Tariffs, Bonds, and Bitcoin: Why Trump’s Trade War Misstep Boosted Crypto’s Safe-Haven Narrative
Saifedean Ammous Says the Bond Market Crushed Trump’s Tariff Tactics — and Bitcoin Is the Real Winner
As U.S. President Donald Trump’s tariff strategy backfired in the bond market, a growing chorus of analysts and economists is pointing to Bitcoin as a financial refuge amid escalating global uncertainty. One of the loudest voices? Saifedean Ammous, renowned economist and author of The Bitcoin Standard.
In a blunt critique following Trump’s reversal on heightened tariffs, Ammous declared: “Trump fought the bond market and the bond market won.” His remarks, delivered via X (formerly Twitter) on April 23, highlight how Trump’s economic gamble — aimed at securing fiscal sustainability — ended up igniting fresh instability in U.S. Treasury yields and stock markets alike.
Tariff Rollbacks Spark Bond Turmoil, Market Confusion
Trump’s sudden reversal of tariff hikes, just hours after implementation, sent shockwaves through financial markets. His administration dialed back to a 10% baseline tariff for most nations (excluding China), a move Ammous says was driven by the unexpected spike in Treasury yields.
“The bonds began to crash, and it became clear how disastrous the tariffs were,” Ammous said. “It was wrong to expect that crashing the stock market would boost the bond market.”
According to CNBC data, the 10-year U.S. Treasury yield jumped from under 4% to 4.5%, prompting a wave of concern about inflation, recession, and the broader economic trajectory.
Bitcoin Rises as Confidence in Bonds Falters
Amid the turmoil, analysts have noted an emerging pattern: Bitcoin is acting more like a hedge and less like a speculative tech asset.

“Bitcoin is behaving like a hedge against economic uncertainty,” said Iliya Kalchev, an analyst with Nexo Dispatch, noting its resilience following Trump’s suggestion of reduced tariffs on Chinese goods.
Even Global Macro Investor founder Raoul Pal hinted that the entire episode might simply be posturing for future U.S.-China trade talks — though Ammous was less charitable, saying: “Trump couldn’t keep tariffs in place for two days, while China showed no interest in negotiating.”
Bitcoin Standard Revisited: A Radical Monetary Proposal
The tariff turmoil has revived longstanding proposals for a Bitcoin-backed dollar — a controversial idea championed by Ammous.
“The U.S. should buy Bitcoin until it can fully back the dollar supply,” he said. “Then, move to a Bitcoin standard where dollars are redeemable for BTC, and government spending never exceeds revenue.”
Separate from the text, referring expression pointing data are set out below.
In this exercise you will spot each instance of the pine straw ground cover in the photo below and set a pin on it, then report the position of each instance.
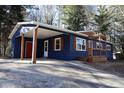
(113, 67)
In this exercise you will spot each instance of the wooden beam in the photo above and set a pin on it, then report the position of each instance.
(34, 47)
(22, 46)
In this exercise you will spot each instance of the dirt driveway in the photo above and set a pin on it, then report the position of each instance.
(55, 74)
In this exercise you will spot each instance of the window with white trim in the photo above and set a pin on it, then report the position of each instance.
(57, 46)
(80, 44)
(108, 47)
(99, 45)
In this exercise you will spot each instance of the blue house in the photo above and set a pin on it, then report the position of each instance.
(36, 40)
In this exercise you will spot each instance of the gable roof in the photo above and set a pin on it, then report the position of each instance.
(19, 24)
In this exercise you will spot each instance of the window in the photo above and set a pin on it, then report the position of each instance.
(80, 44)
(57, 44)
(99, 45)
(90, 44)
(108, 47)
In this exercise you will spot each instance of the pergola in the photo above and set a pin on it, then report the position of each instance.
(40, 31)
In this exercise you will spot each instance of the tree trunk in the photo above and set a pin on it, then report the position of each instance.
(123, 48)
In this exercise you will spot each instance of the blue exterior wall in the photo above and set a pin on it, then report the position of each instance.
(64, 53)
(109, 53)
(73, 54)
(68, 52)
(16, 44)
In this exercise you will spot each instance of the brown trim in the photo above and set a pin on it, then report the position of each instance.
(62, 43)
(74, 42)
(22, 46)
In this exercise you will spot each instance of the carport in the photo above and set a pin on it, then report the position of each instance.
(36, 30)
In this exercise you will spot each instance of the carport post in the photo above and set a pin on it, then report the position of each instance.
(34, 47)
(22, 46)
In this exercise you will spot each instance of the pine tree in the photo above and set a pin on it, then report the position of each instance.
(75, 17)
(10, 15)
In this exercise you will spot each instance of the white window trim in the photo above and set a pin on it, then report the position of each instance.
(109, 46)
(90, 42)
(81, 47)
(55, 44)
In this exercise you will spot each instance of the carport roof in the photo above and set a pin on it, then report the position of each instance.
(45, 26)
This proposal harkens back to the gold-backed dollar system used before 1971. Under that system, the U.S. dollar was tied to a tangible commodity — gold — until President Richard Nixon ended gold convertibility to protect reserves.

Now, Ammous and others see Bitcoin’s fixed supply and decentralized nature as an even stronger alternative to gold, especially in a world plagued by political instability and fiscal overreach.
Bitcoin’s Gold Rivalry Gains Ground
Experts like Joe Burnett, director of market research at Unchained, believe Bitcoin could eventually rival or surpass gold’s market cap — predicting a Bitcoin price of $1.8 million by 2035.
If that future becomes reality, then today’s bond market turmoil may one day be seen as a pivotal moment in Bitcoin’s evolution from speculative asset to sovereign-grade store of value.